1954 In a unanimous opinion, the Supreme Court in Brown v. Board of Education overturns Plessy and declares that separate schools are "inherently unequal."

1954 The Goulds, along with Mr. and Mrs. John T. Mason Jr., Judge James Macgill, Mr. Albert Gallatin Warfield, and Mr. and Mrs. William Shippen, opened Glenelg Country School in Howard County on September 23.

Update: I’ve been challenged on the following paragraph, which I wrote in good faith, based on information I had. If I’m not able to confirm it satisfactorily I will retract. - - jam

Will you look at that. A group of highly motivated Howard County citizens got an all-white segregation academy* up and going in just a few years. Speedy.

Update, 3/31/22: I have not been able to find verifiable documentation for the above claim. Until such time as I can find and share such proof, I must officially retract it and apologize for including it without more in-depth vetting. - - jam

1955 In Brown II, the Supreme Court orders the lower federal courts to require desegregation "with all deliberate speed."

1965 Howard County School are fully integrated.

Yes, you read that right. Full integration of schools as required by law took eleven years.

Segregation was always wrong. It reinforced racist ideas and shortchanged generations of Americans  from the quality of education that should have been theirs by right. School segregation walked hand in hand with other strictures imposed on Black Americans to uphold institutional white supremacy. 

To review: School segregation was bad policy. It did nothing to promote education and was actually harmful.

But Howard County wanted more time. And those in power took their time, to the detriment of every student whose education was compromised, every young person who was less prepared for higher education or a decent paying job. And all of that meant fewer possibilities, lower salaries, less access to health care, reduced life expectancy. This was not a victimless crime. 

White Howard County was in no hurry to do the right thing because the pain of segregation was not borne by them or their children. And so they moved “with all deliberate speed” for eleven whole years before meeting the requirements of the law.

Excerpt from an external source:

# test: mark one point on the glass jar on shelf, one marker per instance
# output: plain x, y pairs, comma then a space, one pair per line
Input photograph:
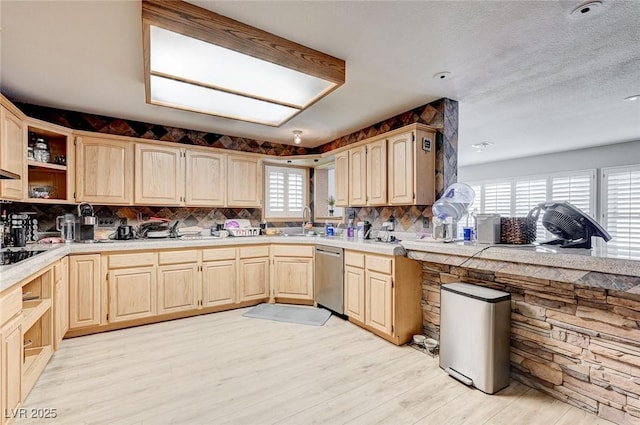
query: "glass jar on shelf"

There’s no wisdom in that. There’s nothing reasonable, or balanced, or admirable about that. People who had it in their power to do good did their utmost to perpetuate harm to school children, for as long as they possibly could.

Refusing to take action on something because you yourself have not experienced the harm in it is precisely where we are today. It reminds me very much of a cartoon by Nathan Pyle:





I’m not surprised that Koung raised the motion to remove SRO’s from schools. Anyone who has been paying attention could have seen this coming. I’m also not surprised that it failed. Howard County’s reputation on ‘taking its time’ on issues concerning race is well-established. But it needs to be raised again. And again. 

School policing actively diminishes the futures of Black and Brown students. Gaslighting community members who bring this issue to the Board is not a victimless crime. 

Moving “with all deliberate speed” is not enough. 









* Information on Brown v. Board taken from the Teaching Tolerance website.
**Glenelg Country School has long since evolved from its racist beginnings, but its origins are widely known.